CP/M68K is running on CB030! The EPROM has enough space to put a few critical CP/M files so I can format the DOM disk and transfer files from PC to DOM disk. This way I can KERMIT the entire CP/M68K distribution files into the DOM disk. I compiled the ASCII Mandelbrot program with the BASIC compiler and execute it.
Up to now the DRAM has a wait state of 2. I'm looking at the timing closely and decided that with 60nS DRAM and 24MHz 68030, I can run it 0 wait state, just barely. So that's what I did. Now the EhBasic benchmark takes 18 seconds and the same benchmark running in CP/M68K takes 51 seconds. The difference is due to the efficiency of the EhBasic and that fact instruction cache is turned when EhBasic is running. Now I can really tell the difference in speed!
Built up 2nd CB030 to make sure I wasn't just lucky with the first built. Yep, the 2nd one works just like the first one.

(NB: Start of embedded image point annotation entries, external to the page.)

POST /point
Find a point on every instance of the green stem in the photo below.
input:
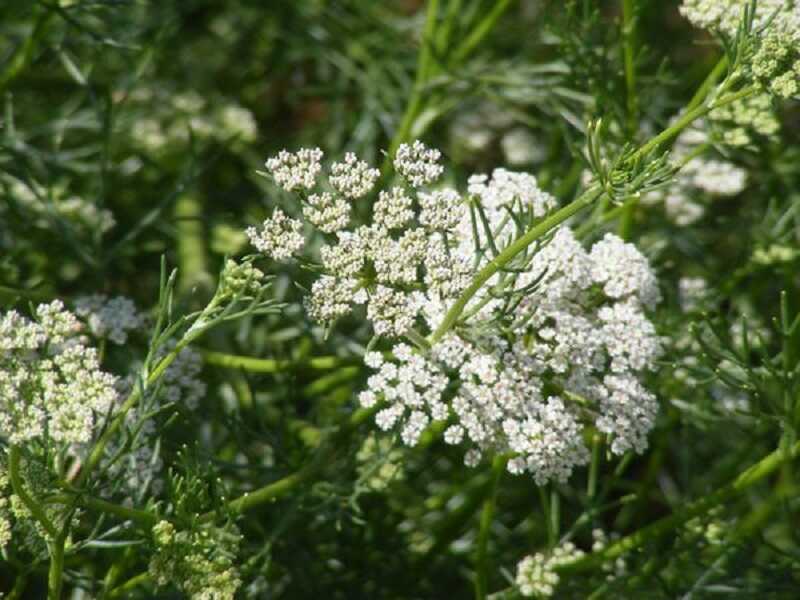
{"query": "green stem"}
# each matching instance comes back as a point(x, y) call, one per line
point(282, 487)
point(424, 70)
point(629, 58)
point(23, 55)
point(123, 591)
point(502, 259)
point(18, 486)
point(713, 77)
point(191, 244)
point(142, 517)
point(686, 119)
point(480, 31)
point(19, 587)
point(96, 454)
point(765, 467)
point(487, 516)
point(56, 571)
point(268, 365)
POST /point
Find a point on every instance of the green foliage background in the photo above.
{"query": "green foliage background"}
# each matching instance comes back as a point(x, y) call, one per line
point(79, 77)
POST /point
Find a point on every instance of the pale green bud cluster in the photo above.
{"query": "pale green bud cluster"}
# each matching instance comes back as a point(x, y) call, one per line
point(199, 562)
point(379, 462)
point(5, 515)
point(776, 64)
point(241, 279)
point(739, 122)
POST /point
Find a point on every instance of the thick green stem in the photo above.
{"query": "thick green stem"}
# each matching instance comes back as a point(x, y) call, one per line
point(282, 487)
point(268, 365)
point(487, 516)
point(502, 259)
point(56, 571)
point(686, 119)
point(142, 517)
point(765, 467)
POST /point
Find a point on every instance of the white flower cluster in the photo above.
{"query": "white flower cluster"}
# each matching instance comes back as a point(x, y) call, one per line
point(582, 331)
point(418, 164)
point(110, 318)
point(576, 340)
point(380, 264)
point(353, 178)
point(5, 509)
point(51, 383)
point(296, 170)
point(171, 118)
point(507, 189)
point(536, 575)
point(775, 63)
point(701, 179)
point(196, 561)
point(280, 236)
point(181, 383)
point(725, 15)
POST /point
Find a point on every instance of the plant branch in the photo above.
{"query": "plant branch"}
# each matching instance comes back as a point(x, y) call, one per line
point(14, 458)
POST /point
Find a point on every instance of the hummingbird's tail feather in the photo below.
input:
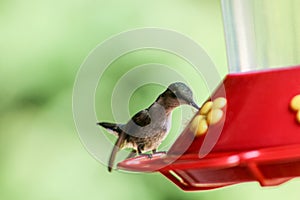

I have successfully built 4 working rev0 CB030. One has been shipped to Cecil B. since the design is named after him.
The picture below shows a CB030 with Quad Serial card (foreground) plugged in the I/O expansion port. The vertical SIMM card is 64meg memory. The Quad Serial card was originally designed for RC2014 bus, but with small modification it also works with CB030 I/O expansion bus which is quite similar to RC2014 connector definition.